Oszuści pod przykrywką prowadzonej akcji, skierowanej w grupę przestępczą włamującą się na konta bankowe, przekonali kobietę do wykonania operacji na jej rachunku
64-letnia mieszkanka powiatu zamojskiego, zawiadomiła policjantów o oszustwie i wyjaśniła, że na jej telefon z numeru zastrzeżonego zadzwonił mężczyzna, który przedstawił się za funkcjonariusza Centralnego Biura Antykorupcyjnego. W rozmowie poinformował ją o prowadzonych działaniach, wymierzonych przeciwko zorganizowanej grupie przestępczej dokonującej włamań na konta bankowe. Wskazał przy tym, że środki finansowe zgromadzone na koncie 64-latki również są zagrożone.
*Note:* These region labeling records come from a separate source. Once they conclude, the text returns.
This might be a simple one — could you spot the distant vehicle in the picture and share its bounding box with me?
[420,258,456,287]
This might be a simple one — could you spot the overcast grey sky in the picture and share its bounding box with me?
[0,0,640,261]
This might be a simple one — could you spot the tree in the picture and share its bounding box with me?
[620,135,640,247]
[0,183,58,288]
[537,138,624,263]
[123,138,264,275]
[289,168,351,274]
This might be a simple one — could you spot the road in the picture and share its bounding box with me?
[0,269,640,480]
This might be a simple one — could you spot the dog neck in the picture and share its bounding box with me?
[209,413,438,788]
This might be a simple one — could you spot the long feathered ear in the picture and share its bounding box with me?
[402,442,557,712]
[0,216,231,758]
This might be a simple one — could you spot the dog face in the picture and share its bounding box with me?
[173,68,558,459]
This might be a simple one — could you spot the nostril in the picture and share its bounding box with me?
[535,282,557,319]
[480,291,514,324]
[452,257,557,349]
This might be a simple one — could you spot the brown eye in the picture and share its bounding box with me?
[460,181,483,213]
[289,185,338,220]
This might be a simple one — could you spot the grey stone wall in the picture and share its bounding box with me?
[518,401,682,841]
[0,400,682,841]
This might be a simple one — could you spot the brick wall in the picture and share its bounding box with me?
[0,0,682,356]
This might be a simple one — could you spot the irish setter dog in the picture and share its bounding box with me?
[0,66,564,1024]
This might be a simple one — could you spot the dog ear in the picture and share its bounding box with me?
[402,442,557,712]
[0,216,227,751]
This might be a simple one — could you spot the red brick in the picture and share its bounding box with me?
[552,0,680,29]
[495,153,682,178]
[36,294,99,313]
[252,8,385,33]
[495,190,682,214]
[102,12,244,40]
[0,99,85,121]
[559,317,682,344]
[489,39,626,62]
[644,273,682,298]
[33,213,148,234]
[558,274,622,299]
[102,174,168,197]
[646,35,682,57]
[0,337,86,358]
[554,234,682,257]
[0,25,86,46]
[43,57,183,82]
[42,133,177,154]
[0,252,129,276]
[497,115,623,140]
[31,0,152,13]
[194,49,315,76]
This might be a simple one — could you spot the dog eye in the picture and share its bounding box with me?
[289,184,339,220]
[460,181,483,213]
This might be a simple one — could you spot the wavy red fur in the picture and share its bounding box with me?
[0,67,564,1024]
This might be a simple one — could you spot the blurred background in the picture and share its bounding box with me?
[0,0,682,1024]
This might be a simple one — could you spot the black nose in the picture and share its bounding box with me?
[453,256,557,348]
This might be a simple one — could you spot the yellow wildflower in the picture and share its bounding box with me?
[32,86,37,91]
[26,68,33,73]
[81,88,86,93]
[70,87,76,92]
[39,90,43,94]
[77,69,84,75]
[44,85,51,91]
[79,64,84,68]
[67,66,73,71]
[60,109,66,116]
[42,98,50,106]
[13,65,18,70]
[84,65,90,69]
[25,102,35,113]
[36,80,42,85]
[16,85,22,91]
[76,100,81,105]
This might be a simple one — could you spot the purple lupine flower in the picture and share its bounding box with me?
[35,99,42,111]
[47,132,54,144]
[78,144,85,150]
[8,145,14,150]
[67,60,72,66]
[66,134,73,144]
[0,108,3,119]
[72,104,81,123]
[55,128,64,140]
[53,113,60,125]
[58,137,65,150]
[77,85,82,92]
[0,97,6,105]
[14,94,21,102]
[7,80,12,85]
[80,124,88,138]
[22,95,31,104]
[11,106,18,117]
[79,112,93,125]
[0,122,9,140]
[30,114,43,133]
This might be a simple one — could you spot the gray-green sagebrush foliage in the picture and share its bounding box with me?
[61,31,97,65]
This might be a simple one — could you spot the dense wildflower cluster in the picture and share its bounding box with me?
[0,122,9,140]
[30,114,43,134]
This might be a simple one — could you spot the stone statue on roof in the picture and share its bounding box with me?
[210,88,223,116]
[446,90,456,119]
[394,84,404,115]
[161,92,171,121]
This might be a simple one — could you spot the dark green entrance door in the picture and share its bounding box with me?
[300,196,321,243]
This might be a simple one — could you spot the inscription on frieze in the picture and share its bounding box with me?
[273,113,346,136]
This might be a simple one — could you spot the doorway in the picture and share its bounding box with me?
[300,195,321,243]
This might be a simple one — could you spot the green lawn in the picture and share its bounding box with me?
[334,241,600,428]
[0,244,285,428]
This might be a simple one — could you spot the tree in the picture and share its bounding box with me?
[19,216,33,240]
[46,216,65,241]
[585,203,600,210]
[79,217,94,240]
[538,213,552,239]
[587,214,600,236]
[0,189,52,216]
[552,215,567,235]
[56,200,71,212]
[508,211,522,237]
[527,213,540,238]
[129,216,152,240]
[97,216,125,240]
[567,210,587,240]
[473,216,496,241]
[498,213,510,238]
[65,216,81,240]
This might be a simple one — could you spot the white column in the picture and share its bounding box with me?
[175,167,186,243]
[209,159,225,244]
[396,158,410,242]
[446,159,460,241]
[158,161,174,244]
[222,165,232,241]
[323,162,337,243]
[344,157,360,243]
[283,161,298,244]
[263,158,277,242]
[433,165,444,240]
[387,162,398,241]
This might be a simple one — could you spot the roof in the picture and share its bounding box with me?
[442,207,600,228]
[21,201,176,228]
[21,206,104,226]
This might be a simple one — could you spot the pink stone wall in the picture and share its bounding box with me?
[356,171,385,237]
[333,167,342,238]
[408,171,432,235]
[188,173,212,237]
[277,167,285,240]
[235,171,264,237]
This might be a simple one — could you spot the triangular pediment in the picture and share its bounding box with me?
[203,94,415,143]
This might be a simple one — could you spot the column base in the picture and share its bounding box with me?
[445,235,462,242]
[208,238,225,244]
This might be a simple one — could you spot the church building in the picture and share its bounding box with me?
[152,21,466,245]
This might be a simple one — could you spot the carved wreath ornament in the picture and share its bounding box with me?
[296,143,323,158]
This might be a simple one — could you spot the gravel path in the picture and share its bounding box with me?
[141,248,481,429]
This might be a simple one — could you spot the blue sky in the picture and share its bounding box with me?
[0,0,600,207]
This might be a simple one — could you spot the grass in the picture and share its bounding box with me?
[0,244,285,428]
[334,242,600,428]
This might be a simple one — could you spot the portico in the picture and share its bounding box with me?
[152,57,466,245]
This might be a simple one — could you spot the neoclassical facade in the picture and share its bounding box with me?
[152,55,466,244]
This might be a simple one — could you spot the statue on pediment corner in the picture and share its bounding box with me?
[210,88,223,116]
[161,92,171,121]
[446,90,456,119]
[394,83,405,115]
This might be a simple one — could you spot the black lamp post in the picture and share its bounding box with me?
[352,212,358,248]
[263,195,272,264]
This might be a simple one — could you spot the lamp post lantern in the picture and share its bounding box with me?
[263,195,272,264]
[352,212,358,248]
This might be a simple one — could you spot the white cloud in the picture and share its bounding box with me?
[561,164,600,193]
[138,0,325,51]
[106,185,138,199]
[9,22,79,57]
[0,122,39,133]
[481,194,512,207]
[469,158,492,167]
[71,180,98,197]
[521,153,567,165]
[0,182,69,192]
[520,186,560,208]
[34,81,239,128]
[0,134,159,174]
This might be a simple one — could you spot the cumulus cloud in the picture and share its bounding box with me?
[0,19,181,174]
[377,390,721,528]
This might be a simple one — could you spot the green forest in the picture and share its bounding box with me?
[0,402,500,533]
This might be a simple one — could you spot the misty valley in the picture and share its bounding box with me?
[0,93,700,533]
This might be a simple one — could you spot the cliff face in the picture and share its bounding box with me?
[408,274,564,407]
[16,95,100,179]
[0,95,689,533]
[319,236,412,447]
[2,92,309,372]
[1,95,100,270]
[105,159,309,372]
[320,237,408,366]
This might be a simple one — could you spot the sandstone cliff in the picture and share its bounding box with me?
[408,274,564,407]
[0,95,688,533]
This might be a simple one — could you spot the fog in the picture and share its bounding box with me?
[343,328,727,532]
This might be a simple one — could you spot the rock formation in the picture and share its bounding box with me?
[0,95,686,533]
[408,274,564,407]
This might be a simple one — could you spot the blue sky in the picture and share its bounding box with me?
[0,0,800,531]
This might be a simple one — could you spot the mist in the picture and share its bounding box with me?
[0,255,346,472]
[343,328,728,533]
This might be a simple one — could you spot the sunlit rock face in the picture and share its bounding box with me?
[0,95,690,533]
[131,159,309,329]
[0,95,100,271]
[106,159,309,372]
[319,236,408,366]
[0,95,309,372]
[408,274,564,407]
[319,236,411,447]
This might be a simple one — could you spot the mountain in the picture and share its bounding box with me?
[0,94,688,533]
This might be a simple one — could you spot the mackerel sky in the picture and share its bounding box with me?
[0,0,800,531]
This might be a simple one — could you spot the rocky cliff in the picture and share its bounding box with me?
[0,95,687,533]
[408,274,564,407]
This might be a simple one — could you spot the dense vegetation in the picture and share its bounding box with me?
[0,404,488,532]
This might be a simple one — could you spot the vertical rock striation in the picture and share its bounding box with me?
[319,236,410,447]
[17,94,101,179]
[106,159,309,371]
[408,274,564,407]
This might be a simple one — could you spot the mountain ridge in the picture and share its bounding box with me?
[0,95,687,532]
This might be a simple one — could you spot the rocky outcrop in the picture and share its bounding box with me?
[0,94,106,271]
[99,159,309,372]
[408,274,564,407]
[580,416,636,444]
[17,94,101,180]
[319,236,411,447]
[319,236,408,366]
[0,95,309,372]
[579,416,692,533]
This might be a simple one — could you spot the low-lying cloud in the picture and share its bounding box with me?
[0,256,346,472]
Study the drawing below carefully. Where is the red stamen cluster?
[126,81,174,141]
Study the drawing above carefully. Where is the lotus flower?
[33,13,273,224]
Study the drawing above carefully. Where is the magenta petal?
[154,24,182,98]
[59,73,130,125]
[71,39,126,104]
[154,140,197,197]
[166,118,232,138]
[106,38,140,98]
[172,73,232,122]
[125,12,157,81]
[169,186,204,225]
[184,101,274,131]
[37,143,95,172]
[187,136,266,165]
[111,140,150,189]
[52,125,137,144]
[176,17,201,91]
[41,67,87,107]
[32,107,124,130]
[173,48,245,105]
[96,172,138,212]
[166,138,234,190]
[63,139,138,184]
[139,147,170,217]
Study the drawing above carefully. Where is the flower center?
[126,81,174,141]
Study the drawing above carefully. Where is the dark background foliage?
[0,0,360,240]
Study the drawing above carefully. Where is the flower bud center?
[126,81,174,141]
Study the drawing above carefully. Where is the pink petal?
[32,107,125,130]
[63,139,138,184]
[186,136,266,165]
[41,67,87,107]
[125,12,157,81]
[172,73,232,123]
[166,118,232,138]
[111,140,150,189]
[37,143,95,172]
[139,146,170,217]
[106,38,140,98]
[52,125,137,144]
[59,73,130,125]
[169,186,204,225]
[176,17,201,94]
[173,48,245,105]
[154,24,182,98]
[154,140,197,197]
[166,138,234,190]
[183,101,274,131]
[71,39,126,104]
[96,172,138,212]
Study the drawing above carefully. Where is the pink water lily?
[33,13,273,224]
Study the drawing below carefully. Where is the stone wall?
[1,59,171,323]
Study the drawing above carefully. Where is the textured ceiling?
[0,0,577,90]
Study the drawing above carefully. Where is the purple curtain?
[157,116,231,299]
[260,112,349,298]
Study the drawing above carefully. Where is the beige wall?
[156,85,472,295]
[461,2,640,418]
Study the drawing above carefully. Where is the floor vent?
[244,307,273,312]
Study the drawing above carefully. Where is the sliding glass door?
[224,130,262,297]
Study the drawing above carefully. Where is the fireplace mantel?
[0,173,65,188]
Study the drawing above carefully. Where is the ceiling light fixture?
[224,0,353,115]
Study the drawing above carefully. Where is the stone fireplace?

Dla uwiarygodnienia przedstawionej historii, w trakcie rozmowy, polecił kobiecie wybrać numer 997 w celu potwierdzenia jego tożsamości, a następnie przekazał telefon rzekomemu prokuratorowi.
-Zmanipulowana i przestraszona kobieta uwierzyła, że jej pomoc jest niezbędna w celu udaremnienia przestępczego procederu oraz w celu ochrony posiadanych przez nią oszczędności. Postępując zgodnie z otrzymywanymi instrukcjami wykonała 4 przelewy na wskazane przez nich konta bankowe. W ten sposób straciła ponad 170 tysięcy złotych – informuje aspirant sztabowy Katarzyna Szewczuk z zamojskiej policji.